Open-source tools from The COVID Tracking Project Archive.

The COVID Tracking Project Archive has several unique challenges, namely how to preserve unique, born-digital materials in formats that will be easily accessible to researchers far in the future. Tools like Twitter, Instagram, and Slack are constantly changing their interfaces, making preservation difficult. 
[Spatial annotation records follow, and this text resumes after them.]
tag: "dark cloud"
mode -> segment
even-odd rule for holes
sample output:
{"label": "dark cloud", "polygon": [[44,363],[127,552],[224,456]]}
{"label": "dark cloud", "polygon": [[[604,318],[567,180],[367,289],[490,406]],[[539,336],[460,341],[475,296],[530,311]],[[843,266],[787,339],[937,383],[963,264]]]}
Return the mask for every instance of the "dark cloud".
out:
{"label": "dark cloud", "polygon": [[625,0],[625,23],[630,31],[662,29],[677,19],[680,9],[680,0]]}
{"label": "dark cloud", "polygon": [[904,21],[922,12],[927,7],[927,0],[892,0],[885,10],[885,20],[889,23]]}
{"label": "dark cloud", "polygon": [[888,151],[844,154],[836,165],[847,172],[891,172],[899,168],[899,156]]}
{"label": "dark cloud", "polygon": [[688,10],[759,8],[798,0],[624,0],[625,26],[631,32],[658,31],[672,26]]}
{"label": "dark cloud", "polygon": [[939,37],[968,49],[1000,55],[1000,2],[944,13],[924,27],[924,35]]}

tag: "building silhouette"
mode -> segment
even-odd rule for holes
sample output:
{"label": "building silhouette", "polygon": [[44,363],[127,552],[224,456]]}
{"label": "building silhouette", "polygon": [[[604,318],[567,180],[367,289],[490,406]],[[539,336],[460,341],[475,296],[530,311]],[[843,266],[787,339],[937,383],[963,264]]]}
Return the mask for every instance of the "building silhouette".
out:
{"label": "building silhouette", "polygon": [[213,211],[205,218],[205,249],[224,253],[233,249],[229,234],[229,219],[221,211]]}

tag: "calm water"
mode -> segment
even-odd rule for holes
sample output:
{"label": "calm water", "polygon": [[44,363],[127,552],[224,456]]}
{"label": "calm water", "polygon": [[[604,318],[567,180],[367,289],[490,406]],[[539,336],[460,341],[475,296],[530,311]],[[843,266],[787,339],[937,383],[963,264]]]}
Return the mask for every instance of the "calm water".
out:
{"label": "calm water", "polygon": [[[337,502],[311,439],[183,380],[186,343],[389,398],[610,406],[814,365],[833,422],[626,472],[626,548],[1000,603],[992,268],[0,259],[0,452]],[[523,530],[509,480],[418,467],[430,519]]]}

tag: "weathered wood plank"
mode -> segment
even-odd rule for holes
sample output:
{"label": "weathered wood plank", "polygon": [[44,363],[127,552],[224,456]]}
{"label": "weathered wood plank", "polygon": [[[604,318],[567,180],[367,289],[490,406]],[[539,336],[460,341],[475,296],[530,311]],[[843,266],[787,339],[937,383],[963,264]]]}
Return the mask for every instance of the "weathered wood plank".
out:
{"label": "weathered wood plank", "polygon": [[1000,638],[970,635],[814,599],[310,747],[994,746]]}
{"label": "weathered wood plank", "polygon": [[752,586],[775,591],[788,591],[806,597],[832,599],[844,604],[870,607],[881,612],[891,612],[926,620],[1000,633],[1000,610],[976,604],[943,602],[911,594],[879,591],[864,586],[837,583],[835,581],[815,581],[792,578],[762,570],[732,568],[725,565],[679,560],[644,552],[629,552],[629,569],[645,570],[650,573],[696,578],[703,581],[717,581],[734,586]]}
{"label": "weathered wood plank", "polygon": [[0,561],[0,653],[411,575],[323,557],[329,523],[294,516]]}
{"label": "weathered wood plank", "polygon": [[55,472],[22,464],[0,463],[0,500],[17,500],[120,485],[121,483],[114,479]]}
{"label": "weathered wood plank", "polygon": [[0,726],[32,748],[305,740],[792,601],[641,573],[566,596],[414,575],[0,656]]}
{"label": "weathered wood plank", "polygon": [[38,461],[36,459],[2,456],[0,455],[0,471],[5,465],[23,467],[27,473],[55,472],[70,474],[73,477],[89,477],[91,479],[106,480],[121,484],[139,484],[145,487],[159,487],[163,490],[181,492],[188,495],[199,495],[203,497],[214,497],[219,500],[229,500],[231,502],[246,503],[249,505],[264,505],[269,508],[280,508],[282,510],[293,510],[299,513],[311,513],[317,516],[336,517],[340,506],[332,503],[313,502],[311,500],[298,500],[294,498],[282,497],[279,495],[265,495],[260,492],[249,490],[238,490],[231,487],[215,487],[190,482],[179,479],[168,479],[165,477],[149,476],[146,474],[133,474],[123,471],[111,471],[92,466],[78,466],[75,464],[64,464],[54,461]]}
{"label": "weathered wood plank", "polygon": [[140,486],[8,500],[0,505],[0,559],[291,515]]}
To make the job of the archive and other archivists easier, the COVID Tracking Project is releasing several tools we have developed to preserve these digital formats on our Github Organization. These include: 

  • Twitter Preserver – A tool to convert the downloaded Zip file a user gets from Twitter into stable HTML files. This includes Direct Messages as well as public Tweets and Favorites. View a preview of the output of this tool.
  • XLSX Bulk Converted – A python script that will bulk-convert Excel files into folders of CSV files, one file per worksheet. 
  • Instagram Preserver — A tool that logs into Instagram and downloads all the feed data and images from another account. Instagram is particularly difficult to access without logging in, so this tool uses an internal API to access the user’s feed. 

Our XLSX bulk converter was written by our amazing Tech intern Tracy Lee

We believe these kind of tools provide a model of how to preserve and protect information from proprietary and sometimes fleeting platforms for future researchers. 

Support for development came from the Alfred P. Sloan Foundation.